Physicist Mikhail Lukin on superposition principle, secure transmission of information, and quantum computer
What is quantum superposition and how can it be applied in practice? Why are quantum networks protected from information theft? Professor of Physics at Harvard University, Mikhail Lukin, speaks on applications of quantum mechanical devices.
While scientists still try to push the frontiers of understanding sub-atomic particles and uncover new underlying laws of physics, I would say that understanding matter at the atomic scale is mostly completed. So what scientists and engineers are now trying to do is take advantage of this knowledge and not only describe and understand the matter on the atomic scale, but also try to control, engineer and apply it to realize new devices and new applications.
The superposition principle is the basis for the new extremely active field of quantum science and engineering. Scientists are trying to implement these quantum superpositions on larger and larger scales, and not only to experiment with such systems, but also to use them for different applications. The applications that people are exploring form a very diverse set.
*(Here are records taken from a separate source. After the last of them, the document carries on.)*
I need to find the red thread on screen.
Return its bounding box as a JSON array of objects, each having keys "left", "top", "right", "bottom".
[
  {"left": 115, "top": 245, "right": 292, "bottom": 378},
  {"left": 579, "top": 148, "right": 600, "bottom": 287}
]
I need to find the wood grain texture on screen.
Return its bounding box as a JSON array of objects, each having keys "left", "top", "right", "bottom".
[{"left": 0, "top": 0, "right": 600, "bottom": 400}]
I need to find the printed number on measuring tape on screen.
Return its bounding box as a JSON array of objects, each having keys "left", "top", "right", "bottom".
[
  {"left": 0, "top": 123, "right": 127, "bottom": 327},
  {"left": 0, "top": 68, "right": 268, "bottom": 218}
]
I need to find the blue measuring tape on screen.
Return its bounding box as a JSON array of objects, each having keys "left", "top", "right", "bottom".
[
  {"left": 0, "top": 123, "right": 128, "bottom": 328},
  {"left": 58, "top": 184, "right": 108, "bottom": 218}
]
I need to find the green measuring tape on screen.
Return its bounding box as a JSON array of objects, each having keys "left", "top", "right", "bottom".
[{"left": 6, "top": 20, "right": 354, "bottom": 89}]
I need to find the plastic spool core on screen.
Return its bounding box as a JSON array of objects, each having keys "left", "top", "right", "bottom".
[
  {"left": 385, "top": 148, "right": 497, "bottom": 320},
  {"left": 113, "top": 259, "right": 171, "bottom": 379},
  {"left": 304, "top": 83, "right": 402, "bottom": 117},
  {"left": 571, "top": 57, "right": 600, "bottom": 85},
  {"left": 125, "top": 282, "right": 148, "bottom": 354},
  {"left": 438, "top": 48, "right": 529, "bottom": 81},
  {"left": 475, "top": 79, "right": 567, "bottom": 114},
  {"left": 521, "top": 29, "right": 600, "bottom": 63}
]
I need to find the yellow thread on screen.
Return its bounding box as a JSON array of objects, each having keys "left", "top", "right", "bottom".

When a quantum computer performs its operation, in the process of its computation it creates states of matter which are extremely unique and unusual. One can take advantage of these kind of properties to basically design new types of quantum materials and quantum matter with properties which do not exist naturally. These states are extremely interesting and it’s actually extremely challenging to understand and quantify it, because they’re very unusual, they contain correlation, which are very difficult to measure using conventional techniques.